Saw cut veneer (1–10 mm thick) is made from spruce, Nordmann’s fir, and Siberian stone pine. The highest quality veneer, it is used to make the soundboards of string instruments. The production of saw cut veneer entails substantial losses of wood in saw dust; the usable output of veneer is not more than 40 percent of the raw material.
Rotary-cut (0.1–10 mm thick), the most common variety of veneer, is made from birch, beech, oak, spruce, alder, aspen, pine, and other tree species. It is widely used to make plywood, plywood sheets, laminated wood plastics, and other types of laminated wood. Other uses include the decoration of cabinetwork, the production of matches and matchboxes, and the manufacture of separators for lead electrical accumulators.

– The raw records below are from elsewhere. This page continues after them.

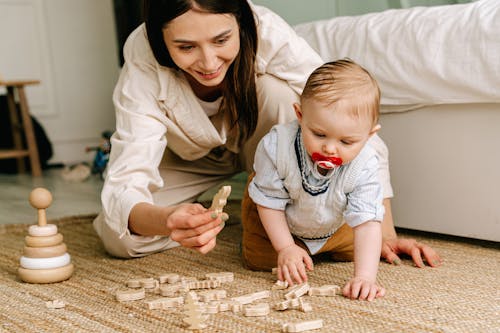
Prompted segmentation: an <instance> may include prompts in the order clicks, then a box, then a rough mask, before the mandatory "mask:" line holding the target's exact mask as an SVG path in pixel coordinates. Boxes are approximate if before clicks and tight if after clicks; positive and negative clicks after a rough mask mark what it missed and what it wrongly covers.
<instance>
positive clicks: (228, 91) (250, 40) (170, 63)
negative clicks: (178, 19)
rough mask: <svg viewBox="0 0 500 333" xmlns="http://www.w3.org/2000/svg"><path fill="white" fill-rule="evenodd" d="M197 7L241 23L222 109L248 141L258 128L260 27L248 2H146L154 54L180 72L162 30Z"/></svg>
mask: <svg viewBox="0 0 500 333" xmlns="http://www.w3.org/2000/svg"><path fill="white" fill-rule="evenodd" d="M194 6H196V7H197V8H198V9H201V10H203V11H206V12H207V13H214V14H232V15H234V17H235V18H236V21H237V22H238V26H239V33H240V52H239V53H238V55H237V57H236V59H235V60H234V62H233V63H232V64H231V66H230V68H229V70H228V72H227V74H226V78H225V80H224V89H223V93H222V96H223V99H222V104H221V107H220V109H221V110H224V111H227V112H228V118H229V122H230V124H231V126H232V127H234V126H237V127H238V129H239V130H240V138H241V139H245V138H248V137H249V136H251V135H252V134H253V132H254V131H255V128H256V126H257V119H258V107H257V92H256V89H255V69H254V66H255V65H254V64H255V55H256V53H257V27H256V23H255V20H254V16H253V12H252V9H251V8H250V5H249V4H248V2H247V0H144V17H145V19H144V21H145V23H146V30H147V35H148V40H149V44H150V45H151V49H152V50H153V54H154V56H155V58H156V60H157V61H158V63H159V64H160V65H162V66H166V67H170V68H177V66H176V65H175V63H174V62H173V60H172V58H171V57H170V53H169V52H168V49H167V47H166V45H165V41H164V40H163V28H164V27H165V26H166V25H167V24H168V23H169V22H170V21H172V20H173V19H175V18H176V17H178V16H180V15H182V14H184V13H185V12H187V11H189V10H190V9H192V8H193V7H194ZM240 142H241V141H240Z"/></svg>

Sliced veneer (0.2–5 mm thick) is produced from acacia, beech, oak, elm, chestnut, walnut, yew, ash, Karelian birch, mahogany, and other fine woods that have attractive grain. The desired decorative effect of the grain exhibited by different sections of the wood determines the direction of slicing. Several types of sliced veneer are distinguished on this basis, with radial, radialtangential, tangential, and tangential-face cuts. Sheets sliced from one log in sequence are packed in bundles in the order of slicing to help select veneer by color and grain. Sliced veneers are used in cabinetwork.
The growing scarcity of fine wood and the difficulty of artificially reproducing a texture equivalent in decorative effect to natural wood grain have encouraged the development of thin and ultra-thin (0.08–0.15 mm) veneers of fine woods and the improvement of the natural grain of the wood of ordinary species by special treatment (slicing on an angle to the longitudinal axis of the trunk, wavy slicing and peeling, conical peeling).
REFERENCESSpravochnik fanershchika, 3rd ed. Moscow, 1968.
Proizvodstvo lushchenogo i stroganogo shpona. Moscow, 1970.
Kanashkin, I. A. Proizvodstvo tonkogo lushchenogo shpona. Moscow, 1974.